L’Espace Solidor de Cagnes sur Mer propose, à partir du 27 février, une nouvelle exposition de bijoux de créateurs contemporains : “L’Education sentimentale”, en référence au roman de Flaubert où le narrateur doit se tailler son propre chemin sans se laisser influencer par les idées préconçues. Les sept artistes internationaux présentés puisent leur inspiration dans le répertoire de formes de la bijouterie traditionnelle et repensent leurs modèles en fonction des caractéristiques du monde actuel.
Les créations de l’américaine Anya Kivarkis font le lien, entre période ancienne – principalement de style Victorien – et contemporaine. Ses pièces détournent les images du luxe et de la joaillerie pour n’en laisser paraitre que l’illusion ; les pierres précieuses sont ici réduites à leur seule forme. Son travail, présenté pour la première fois en France, à déjà fait l’objet de nombreuses expositions aux Etats-Unis. Les bijoux de la britannique Lin Cheung s’inscrivent dans une réflexion sur les relations que chacun entretient avec ses bijoux. En s’appuyant sur des standards anciens, elle parvient à créer des bijoux nouveaux : une boucle d’oreille en forme de perle dorée ou un pendentif en forme de coeur sont par exemple laissés dans leurs écrins ouverts pour les transformer en broches.

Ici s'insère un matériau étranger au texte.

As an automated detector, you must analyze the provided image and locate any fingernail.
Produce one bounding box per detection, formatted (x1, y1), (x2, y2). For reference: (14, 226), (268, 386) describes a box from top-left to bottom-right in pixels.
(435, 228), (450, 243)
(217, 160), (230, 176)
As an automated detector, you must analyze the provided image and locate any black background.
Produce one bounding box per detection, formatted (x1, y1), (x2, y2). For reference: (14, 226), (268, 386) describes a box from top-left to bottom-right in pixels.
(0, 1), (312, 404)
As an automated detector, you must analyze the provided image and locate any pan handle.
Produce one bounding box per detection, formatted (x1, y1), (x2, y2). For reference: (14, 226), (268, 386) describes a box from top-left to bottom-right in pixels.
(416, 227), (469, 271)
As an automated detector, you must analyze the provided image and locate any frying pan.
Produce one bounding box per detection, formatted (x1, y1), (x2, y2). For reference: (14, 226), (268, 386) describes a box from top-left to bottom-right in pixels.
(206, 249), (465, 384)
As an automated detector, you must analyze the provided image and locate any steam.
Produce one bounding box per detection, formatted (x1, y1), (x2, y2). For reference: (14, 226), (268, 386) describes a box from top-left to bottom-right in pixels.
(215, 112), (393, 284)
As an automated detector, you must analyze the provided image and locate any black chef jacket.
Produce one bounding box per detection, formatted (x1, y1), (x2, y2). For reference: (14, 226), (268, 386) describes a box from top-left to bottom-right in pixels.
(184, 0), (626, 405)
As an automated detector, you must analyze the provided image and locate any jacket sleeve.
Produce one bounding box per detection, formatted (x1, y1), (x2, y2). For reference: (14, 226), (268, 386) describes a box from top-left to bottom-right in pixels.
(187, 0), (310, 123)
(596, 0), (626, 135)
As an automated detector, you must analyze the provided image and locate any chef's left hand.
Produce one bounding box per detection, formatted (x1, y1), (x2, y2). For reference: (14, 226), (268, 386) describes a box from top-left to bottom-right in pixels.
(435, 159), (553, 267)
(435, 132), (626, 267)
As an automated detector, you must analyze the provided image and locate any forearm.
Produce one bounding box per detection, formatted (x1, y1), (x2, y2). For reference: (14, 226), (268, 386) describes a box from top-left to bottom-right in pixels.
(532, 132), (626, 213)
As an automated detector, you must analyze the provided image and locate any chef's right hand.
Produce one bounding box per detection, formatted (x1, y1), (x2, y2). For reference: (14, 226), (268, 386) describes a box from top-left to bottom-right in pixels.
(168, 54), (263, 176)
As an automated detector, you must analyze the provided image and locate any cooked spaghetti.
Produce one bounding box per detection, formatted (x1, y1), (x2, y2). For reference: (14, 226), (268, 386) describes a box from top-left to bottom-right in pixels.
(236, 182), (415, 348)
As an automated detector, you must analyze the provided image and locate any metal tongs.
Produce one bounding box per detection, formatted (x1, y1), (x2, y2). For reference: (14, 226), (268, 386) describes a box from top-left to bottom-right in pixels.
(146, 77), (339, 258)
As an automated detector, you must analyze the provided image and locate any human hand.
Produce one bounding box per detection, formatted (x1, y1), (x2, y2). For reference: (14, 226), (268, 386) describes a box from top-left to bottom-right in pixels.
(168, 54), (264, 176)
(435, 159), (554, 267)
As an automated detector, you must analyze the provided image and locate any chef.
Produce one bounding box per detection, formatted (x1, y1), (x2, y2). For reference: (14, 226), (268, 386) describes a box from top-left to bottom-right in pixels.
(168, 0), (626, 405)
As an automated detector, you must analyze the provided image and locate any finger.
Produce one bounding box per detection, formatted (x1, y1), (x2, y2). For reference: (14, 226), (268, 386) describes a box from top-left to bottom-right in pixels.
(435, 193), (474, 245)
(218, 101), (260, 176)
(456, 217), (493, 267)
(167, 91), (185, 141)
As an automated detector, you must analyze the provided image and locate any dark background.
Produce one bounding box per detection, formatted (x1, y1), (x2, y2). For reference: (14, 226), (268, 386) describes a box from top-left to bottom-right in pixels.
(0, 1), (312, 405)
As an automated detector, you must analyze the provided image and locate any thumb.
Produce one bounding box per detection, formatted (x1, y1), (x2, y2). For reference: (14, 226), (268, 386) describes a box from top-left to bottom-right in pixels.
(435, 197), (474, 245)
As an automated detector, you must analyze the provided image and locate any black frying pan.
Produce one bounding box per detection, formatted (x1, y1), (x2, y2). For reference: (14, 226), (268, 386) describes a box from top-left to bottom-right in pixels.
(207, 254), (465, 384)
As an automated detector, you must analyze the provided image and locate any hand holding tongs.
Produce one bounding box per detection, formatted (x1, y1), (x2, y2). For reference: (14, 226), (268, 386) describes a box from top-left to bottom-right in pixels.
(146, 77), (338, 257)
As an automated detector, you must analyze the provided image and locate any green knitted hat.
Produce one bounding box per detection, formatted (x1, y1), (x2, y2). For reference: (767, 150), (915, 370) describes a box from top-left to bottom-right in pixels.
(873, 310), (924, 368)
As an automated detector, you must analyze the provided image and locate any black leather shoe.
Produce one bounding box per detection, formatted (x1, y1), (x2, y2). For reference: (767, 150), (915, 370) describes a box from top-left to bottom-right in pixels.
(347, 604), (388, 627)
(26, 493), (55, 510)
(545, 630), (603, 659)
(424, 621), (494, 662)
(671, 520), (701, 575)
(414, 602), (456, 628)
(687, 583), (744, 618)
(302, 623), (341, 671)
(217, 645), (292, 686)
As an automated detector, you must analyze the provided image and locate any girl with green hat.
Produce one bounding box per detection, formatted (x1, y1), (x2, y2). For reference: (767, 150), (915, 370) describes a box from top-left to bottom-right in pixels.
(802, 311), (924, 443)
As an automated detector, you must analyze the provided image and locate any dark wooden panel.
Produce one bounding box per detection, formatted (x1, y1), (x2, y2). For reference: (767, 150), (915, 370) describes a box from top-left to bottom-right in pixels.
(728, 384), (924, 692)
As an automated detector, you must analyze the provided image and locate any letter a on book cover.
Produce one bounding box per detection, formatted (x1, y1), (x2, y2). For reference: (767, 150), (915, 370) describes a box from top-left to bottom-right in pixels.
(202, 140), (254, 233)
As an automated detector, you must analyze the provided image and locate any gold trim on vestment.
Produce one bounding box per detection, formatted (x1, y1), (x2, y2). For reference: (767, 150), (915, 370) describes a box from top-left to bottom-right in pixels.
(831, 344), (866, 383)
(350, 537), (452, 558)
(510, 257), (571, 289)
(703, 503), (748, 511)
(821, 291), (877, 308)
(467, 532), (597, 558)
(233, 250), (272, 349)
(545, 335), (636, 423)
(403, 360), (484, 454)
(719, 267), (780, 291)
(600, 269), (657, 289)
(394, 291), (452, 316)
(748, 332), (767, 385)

Anya Kivarkis, « DOUBLE CUP » brooch
Si les pièces de la suédoise Åsa Lockner ont l’apparence de bijoux classiques, elles n’en révèlent pas moins de menues imperfections, des parties inachevées, des traitements d’oxydations particuliers … Ces “défauts” délibérés traduisent la volonté de rendre perceptible le « process » de fabrication et de révéler les subtilités de la métamorphose progressive du métal selon son degré d’échauffement. Ses bijoux semblent en évolution permanente. Récemment diplômée des Arts Décoratifs de Strasbourg, la française Carole Deltenre part, elle, de formes traditionnelles comme le camée ou la chevalière. Mais c’est pour écrire une histoire du bijou passée par le prisme des combats féministes et la réappropriation de leur corps par les femmes.

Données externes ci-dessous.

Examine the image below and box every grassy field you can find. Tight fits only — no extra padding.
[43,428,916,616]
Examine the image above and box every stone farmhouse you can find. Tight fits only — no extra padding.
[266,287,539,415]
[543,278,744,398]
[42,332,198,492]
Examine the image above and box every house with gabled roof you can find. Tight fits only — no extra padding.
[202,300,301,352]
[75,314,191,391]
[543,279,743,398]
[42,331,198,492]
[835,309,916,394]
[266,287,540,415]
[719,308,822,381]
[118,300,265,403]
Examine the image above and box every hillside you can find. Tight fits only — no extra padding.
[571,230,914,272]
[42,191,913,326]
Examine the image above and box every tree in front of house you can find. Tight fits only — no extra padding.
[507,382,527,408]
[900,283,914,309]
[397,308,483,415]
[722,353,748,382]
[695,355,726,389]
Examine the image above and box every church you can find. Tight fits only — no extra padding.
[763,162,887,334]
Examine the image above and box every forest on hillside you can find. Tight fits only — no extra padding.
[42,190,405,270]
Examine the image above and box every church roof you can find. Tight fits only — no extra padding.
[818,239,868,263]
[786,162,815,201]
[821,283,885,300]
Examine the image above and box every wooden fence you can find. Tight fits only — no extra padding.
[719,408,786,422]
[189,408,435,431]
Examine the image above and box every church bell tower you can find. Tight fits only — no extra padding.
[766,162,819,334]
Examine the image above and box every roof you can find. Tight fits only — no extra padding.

Carole Deltenre, ‘Nymph’ Brooch
La néerlandaise Gesine Hackenberg prélève dans des pièces de céramiques usuelles des détails qui constituent les éléments de ses bijoux. Ses créations sont les éléments d’un puzzle dont les pièces sont indissociables de l’objet dans lequel ils ont été prélevés et forment un ensemble que la créatrice expose toujours de manière conjointe. Éloigné de l’esthétique dominante dans le bijou contemporain espagnol, Marc Monzó, pour sa part, préfère une réinterprétation d’une esthétique produite en Catalogne entre les années 30 et 70. Son travail associe souvent des matériaux précieux à des bouts de plastiques récupérés. Il s’agit de faire entrer le bijou dans la vie quotidienne !

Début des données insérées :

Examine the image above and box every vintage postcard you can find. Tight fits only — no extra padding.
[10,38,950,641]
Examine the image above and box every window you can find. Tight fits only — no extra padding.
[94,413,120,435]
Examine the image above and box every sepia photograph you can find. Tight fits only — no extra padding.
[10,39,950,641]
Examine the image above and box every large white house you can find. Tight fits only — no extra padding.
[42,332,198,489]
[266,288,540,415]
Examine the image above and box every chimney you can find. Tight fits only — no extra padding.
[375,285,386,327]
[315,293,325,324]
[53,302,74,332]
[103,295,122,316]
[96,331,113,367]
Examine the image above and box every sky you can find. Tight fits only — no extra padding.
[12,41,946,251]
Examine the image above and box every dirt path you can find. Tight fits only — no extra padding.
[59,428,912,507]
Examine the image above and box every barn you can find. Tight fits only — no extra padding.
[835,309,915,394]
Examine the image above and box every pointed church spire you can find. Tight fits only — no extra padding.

Gesine HACKENBERG – collier céramique
Les pièces sélectionnées à Cagnes-sur-Mer portent toutes un regard ironique sur la bijouterie précieuse et sa valeur symbolique.
Travaillant à partir d’images photographiques anciennes, l’allemande Bettina Speckner suscite la libre interprétation de chacun car elle ne donne aucune indication sur les lieux, l’époque, l’identité des personnages. Associées à des perles, des pierres précieuses ou des objets du quotidien, ces images/bijoux ouvrent les portes d’une mémoire collective où chacun peut projeter son propre parcours.
(merci pour l’information -et l’article- au blog « Notes Précieuse« - parce que sinon, AUCUNE information nulle part ailleurs ! comme si tout ce qui concernait le bijou contemporain en France devait rester secret ….. rien sur culture.fr, le « portail » de la culture … , rien sur le/les sites de Cagnes-sur Mer …. si ! après moult recherches, enfin une information sur http://www.cagnes-sur-mer.fr/ (dossier de presse disponible) aaah ! quel soulagement !)
présentation par Christian Alandete :
L’éducation sentimentale – Répertoire de formes pour une histoire du bijou contemporain
- repertory of forms for an History of contemporary jewellery – L’Education Sentimentaleis is an exhibition initiated by Christian Alandete.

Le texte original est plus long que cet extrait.